Luckily it didn’t, and my friend who I’d badgered for weeks to sign up finally did. Don’t get me wrong: being new to the state, I’m accustomed to running alone and training for long distances with only electronic training partners. Nonetheless, as a slower, chatty runner, I prefer to have war buddies along for the ride.
After months of anticipation and weeks of gearing up in holiday spirit, including one downtown Portland test run with a green-and-red velvet elf hat, race day finally arrived.
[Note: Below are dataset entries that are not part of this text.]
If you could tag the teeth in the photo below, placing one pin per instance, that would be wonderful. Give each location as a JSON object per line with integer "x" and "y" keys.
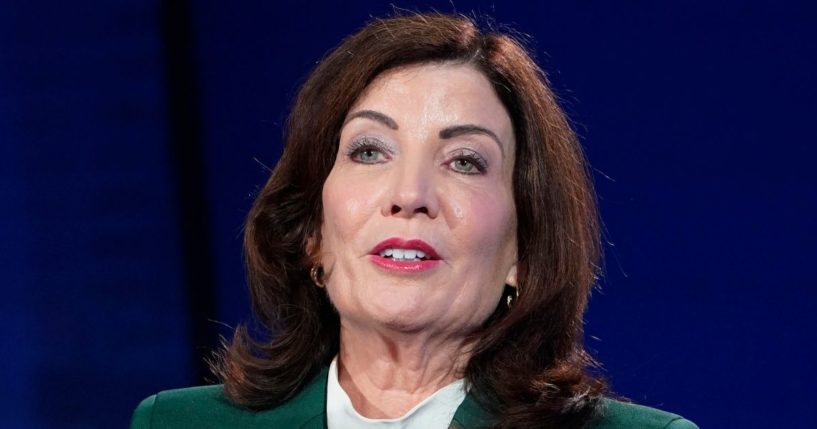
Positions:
{"x": 403, "y": 254}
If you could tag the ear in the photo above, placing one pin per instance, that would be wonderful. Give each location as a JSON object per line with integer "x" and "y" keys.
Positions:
{"x": 510, "y": 279}
{"x": 311, "y": 249}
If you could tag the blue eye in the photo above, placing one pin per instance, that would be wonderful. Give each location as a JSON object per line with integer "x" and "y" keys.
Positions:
{"x": 468, "y": 162}
{"x": 367, "y": 155}
{"x": 368, "y": 151}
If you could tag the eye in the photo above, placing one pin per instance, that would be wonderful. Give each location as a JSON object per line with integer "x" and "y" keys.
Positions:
{"x": 368, "y": 151}
{"x": 468, "y": 162}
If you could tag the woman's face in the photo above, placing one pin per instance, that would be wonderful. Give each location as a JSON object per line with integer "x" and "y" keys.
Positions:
{"x": 419, "y": 223}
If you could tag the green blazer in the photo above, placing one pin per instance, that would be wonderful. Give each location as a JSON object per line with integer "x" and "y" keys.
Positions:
{"x": 205, "y": 407}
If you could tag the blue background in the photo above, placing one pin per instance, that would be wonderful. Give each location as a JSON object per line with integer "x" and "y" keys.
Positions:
{"x": 134, "y": 133}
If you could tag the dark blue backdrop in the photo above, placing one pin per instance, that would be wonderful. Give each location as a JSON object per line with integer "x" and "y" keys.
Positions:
{"x": 133, "y": 134}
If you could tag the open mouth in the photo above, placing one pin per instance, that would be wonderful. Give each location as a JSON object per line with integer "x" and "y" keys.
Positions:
{"x": 399, "y": 250}
{"x": 404, "y": 255}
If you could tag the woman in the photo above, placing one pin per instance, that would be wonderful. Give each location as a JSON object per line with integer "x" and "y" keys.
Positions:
{"x": 422, "y": 254}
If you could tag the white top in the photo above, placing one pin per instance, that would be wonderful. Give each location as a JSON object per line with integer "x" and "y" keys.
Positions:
{"x": 435, "y": 412}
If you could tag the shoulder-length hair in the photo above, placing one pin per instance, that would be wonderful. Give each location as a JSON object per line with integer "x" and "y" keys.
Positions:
{"x": 528, "y": 366}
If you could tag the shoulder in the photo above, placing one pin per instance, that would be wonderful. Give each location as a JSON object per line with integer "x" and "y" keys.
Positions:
{"x": 182, "y": 408}
{"x": 206, "y": 407}
{"x": 615, "y": 414}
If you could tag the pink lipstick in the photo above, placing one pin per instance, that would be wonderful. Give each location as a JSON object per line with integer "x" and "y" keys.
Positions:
{"x": 408, "y": 256}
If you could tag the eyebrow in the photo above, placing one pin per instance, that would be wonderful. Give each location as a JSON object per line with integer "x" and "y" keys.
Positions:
{"x": 459, "y": 130}
{"x": 375, "y": 116}
{"x": 445, "y": 133}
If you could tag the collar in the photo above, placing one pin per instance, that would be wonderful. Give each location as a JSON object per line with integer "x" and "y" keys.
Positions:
{"x": 307, "y": 409}
{"x": 436, "y": 411}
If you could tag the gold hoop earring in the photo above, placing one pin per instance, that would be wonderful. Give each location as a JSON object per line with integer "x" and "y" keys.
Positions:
{"x": 511, "y": 298}
{"x": 316, "y": 273}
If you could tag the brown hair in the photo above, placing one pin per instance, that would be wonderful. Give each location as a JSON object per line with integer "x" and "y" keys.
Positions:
{"x": 529, "y": 366}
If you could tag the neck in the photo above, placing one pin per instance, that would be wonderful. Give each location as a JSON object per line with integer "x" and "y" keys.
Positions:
{"x": 387, "y": 374}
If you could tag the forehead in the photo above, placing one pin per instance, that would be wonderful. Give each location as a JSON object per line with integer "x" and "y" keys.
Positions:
{"x": 444, "y": 93}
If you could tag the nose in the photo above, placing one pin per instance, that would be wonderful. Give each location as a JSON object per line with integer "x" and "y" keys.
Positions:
{"x": 412, "y": 192}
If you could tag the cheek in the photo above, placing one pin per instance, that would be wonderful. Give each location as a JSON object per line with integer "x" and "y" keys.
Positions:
{"x": 482, "y": 220}
{"x": 346, "y": 208}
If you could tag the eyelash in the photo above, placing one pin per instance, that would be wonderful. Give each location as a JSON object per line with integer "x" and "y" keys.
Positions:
{"x": 474, "y": 158}
{"x": 366, "y": 143}
{"x": 363, "y": 144}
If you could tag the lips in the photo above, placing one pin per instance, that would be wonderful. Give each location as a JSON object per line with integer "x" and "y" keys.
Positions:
{"x": 397, "y": 243}
{"x": 390, "y": 255}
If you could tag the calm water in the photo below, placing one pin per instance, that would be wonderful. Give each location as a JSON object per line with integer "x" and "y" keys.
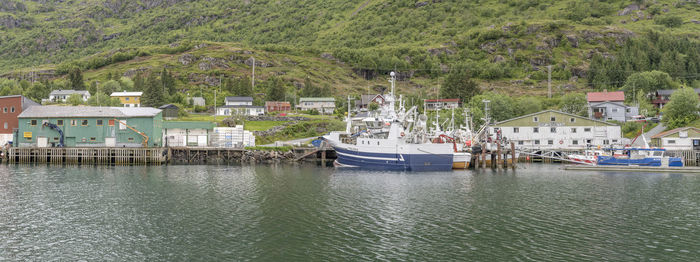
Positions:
{"x": 287, "y": 212}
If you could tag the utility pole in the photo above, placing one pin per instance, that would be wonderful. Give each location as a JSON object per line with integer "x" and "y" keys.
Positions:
{"x": 549, "y": 81}
{"x": 253, "y": 74}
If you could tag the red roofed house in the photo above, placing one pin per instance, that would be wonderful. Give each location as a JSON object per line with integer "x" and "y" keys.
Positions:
{"x": 437, "y": 104}
{"x": 10, "y": 108}
{"x": 607, "y": 106}
{"x": 277, "y": 106}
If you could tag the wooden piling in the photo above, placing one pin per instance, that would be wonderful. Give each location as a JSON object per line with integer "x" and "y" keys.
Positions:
{"x": 498, "y": 155}
{"x": 512, "y": 152}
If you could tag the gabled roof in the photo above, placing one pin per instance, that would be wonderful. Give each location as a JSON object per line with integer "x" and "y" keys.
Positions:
{"x": 241, "y": 106}
{"x": 606, "y": 96}
{"x": 445, "y": 100}
{"x": 124, "y": 93}
{"x": 277, "y": 103}
{"x": 317, "y": 99}
{"x": 168, "y": 106}
{"x": 673, "y": 131}
{"x": 239, "y": 99}
{"x": 554, "y": 111}
{"x": 68, "y": 92}
{"x": 87, "y": 111}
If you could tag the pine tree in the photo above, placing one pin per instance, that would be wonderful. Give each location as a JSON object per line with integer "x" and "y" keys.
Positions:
{"x": 153, "y": 93}
{"x": 75, "y": 78}
{"x": 167, "y": 81}
{"x": 459, "y": 85}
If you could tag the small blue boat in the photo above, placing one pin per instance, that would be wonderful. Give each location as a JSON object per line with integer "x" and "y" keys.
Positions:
{"x": 639, "y": 157}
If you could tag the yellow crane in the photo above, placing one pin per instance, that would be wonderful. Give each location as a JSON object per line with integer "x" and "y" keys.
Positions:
{"x": 145, "y": 137}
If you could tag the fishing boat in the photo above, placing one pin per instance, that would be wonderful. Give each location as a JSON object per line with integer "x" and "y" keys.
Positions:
{"x": 588, "y": 156}
{"x": 639, "y": 157}
{"x": 391, "y": 139}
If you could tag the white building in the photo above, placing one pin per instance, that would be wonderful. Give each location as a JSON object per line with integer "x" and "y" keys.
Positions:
{"x": 186, "y": 133}
{"x": 438, "y": 104}
{"x": 557, "y": 130}
{"x": 63, "y": 95}
{"x": 245, "y": 110}
{"x": 239, "y": 101}
{"x": 324, "y": 105}
{"x": 684, "y": 138}
{"x": 229, "y": 137}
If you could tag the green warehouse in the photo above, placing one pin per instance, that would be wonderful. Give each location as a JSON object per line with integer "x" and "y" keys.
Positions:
{"x": 84, "y": 126}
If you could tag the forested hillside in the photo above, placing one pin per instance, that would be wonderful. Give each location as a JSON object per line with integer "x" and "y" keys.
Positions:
{"x": 505, "y": 45}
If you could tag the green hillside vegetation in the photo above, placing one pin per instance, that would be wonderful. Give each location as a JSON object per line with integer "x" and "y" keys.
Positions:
{"x": 318, "y": 48}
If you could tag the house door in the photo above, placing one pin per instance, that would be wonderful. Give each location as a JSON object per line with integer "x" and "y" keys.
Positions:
{"x": 110, "y": 141}
{"x": 42, "y": 141}
{"x": 70, "y": 141}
Though the weekend before had been the coldest in Portland in nearly fifteen years, the air had warmed slightly on race morning to a balmy 39 F. As I folded my cold, sleepy body into my friend’s tiny Jeep for the short drive to the Adidas Campus in North Portland, I tried to cheer myself awake with the thought of carolers on the course and hot soup at the finish line. Wearing an elf hat and knee-high striped socks with furry tops, I already looked a mismatched Christmas mess. To top it off, I was wearing a muddy, retired pair of Grands– i.e., running shoes with over 1,000 kilometers on them. They deserved their rest as much as I did, but having forgotten my current running shoes at the office, I was left with no option but to keep positive and make due.
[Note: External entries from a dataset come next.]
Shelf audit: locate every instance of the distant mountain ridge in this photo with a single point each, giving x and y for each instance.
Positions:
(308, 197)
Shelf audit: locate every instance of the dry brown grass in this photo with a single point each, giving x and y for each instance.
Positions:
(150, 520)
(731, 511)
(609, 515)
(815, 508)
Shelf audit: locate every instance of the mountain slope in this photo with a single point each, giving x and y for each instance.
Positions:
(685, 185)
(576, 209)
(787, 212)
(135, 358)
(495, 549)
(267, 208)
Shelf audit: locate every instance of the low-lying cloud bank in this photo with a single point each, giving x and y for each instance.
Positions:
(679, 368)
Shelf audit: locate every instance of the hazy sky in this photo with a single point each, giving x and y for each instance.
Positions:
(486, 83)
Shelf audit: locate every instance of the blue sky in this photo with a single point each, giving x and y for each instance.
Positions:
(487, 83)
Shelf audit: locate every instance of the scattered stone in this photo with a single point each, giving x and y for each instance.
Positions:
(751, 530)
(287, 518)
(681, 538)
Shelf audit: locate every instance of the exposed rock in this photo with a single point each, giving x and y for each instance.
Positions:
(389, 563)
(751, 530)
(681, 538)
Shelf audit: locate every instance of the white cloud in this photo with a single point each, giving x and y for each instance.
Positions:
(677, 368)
As we waited for the start, I noticed a few flakes of– was it snow? I was absolutely thrilled for a moment and thought that perhaps a Christmas miracle had occurred and the laws of physics had been abandoned for this festive race– that snow would fall in Portland, and on a day far above freezing temperatures. Alas: the snow fell from a cannon–not the clouds–but huge kudos to the race directors for planning such a fun perk.
Five or ten minutes after the race was supposed to start, the race finally did in fact start. The crowd had grown so cheerful and rambunctious that almost no one noticed the person with the bullhorn pleading with runners to push in and move back so the race could begin (sorry, RD!). The race start was uphill, but wasn’t as difficult as I thought it would be at first glance. The course itself was fast and flat, with no long or steep hills anywhere in sight. If you’ve run the second portion of the Portland Marathon or run with Coach Jim’s Saturday group, you’re familiar with this gentle, scenic part of the city that offers runners a great workout among beautiful homes overlooking the Willamette and the West Hills.
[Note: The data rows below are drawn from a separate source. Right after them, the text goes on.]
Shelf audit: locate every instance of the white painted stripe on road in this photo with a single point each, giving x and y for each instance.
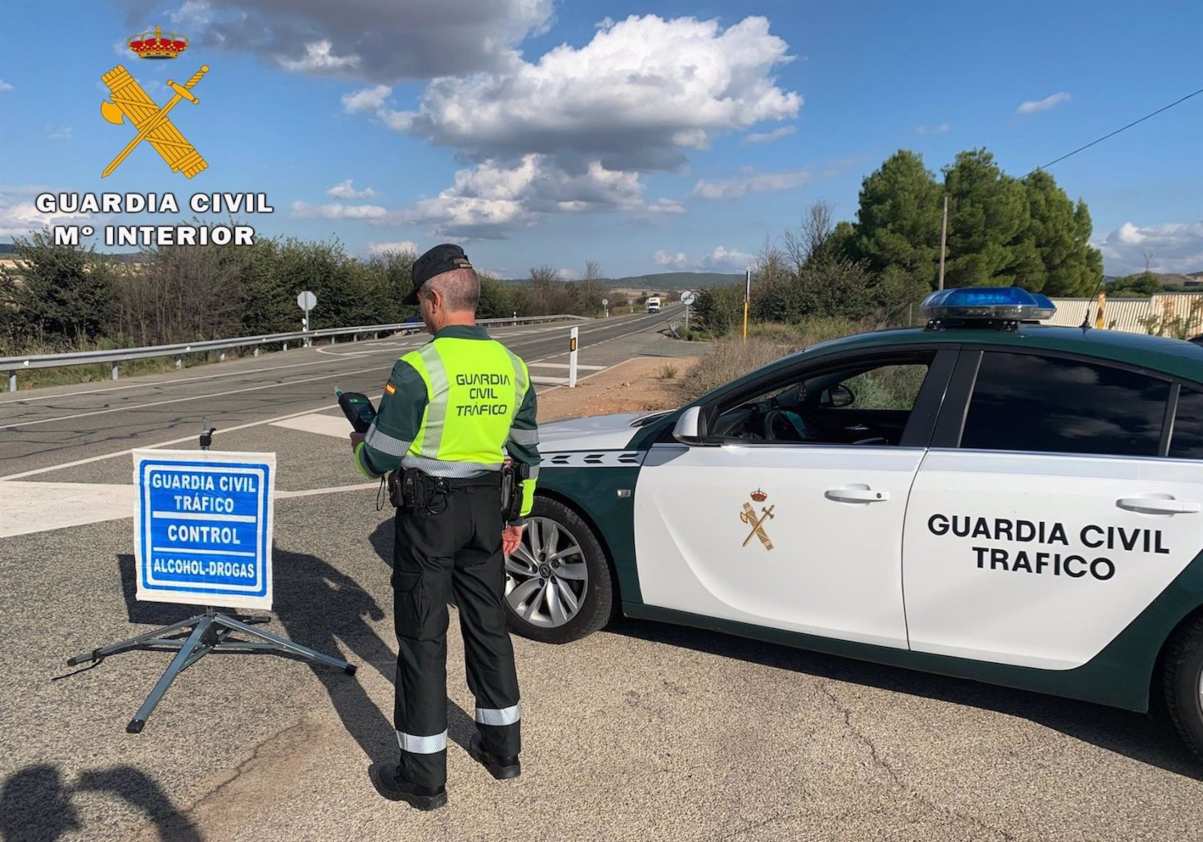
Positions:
(41, 507)
(321, 425)
(564, 365)
(101, 457)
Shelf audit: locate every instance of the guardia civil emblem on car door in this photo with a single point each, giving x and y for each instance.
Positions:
(754, 521)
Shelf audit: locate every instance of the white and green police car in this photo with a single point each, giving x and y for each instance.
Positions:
(988, 498)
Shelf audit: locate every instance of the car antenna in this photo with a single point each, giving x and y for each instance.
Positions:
(1085, 318)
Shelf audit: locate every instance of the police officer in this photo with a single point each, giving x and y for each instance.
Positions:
(455, 414)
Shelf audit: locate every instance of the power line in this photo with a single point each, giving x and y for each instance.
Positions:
(1113, 134)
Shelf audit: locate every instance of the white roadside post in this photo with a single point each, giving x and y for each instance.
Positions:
(574, 334)
(306, 301)
(687, 297)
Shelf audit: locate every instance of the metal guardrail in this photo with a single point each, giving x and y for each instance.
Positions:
(119, 355)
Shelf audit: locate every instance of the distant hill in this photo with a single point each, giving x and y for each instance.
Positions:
(675, 280)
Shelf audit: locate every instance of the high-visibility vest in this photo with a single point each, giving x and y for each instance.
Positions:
(474, 389)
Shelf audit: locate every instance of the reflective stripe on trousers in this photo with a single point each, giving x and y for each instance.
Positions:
(416, 745)
(504, 716)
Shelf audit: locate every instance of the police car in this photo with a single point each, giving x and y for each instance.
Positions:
(985, 497)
I quickly sank into an easy rhythm, and concentrated more on talking with my friend than speed: just a few days previous, my kidneys had decided to part ways with common sense and reason, and I felt lucky to be outside running at all instead of at home in bed. In any case, it was my friend’s third half marathon since she started running this year, and she was experiencing runner’s knee for the first time. Today, the race was about friendship– not fast times.
The course lent itself well to this end. While I normally hate out-and-backs, I’m also a 70th percentile runner on my best days. Out-and-backs are the only way I get to see my speed demon, fellow bloggers and friends like Maryalicia Verdecchia and Joe Dudman. At a holiday race like this, that course style increases the sense of community and inclusion; in short, I loved it. The downhill finish was a huge plus as well, and lent itself well to my traditional, foolish sprint finish that usually (and did) end with me holding back a series of dry heaves as I took my medal from a nervous volunteer.
As I waited at the finish line for my friend whose pain had overtaken her, I watched the faces of women and men crossing the finish line, many for the first time. One such woman crossed at the 2:37 mark, and I watched her face dissolve before me as she slowly came to a walk and openly wept. Her friend– who had finished before her– came and embraced her. A few moments later, my own friend crossed the line, and I wondered if we would have a similar moment between us. Perhaps one day we will, but not this day– instead, chili, trail butter, snow machines, and pints of beer awaited us in a nearby heated tent. It was more than I could ever ask for– the perfect amount of holiday spirit, without being too gaudy or overwrought.
The Holiday Half is my new go-to December race: A+ on all accounts. See you next year, Portland!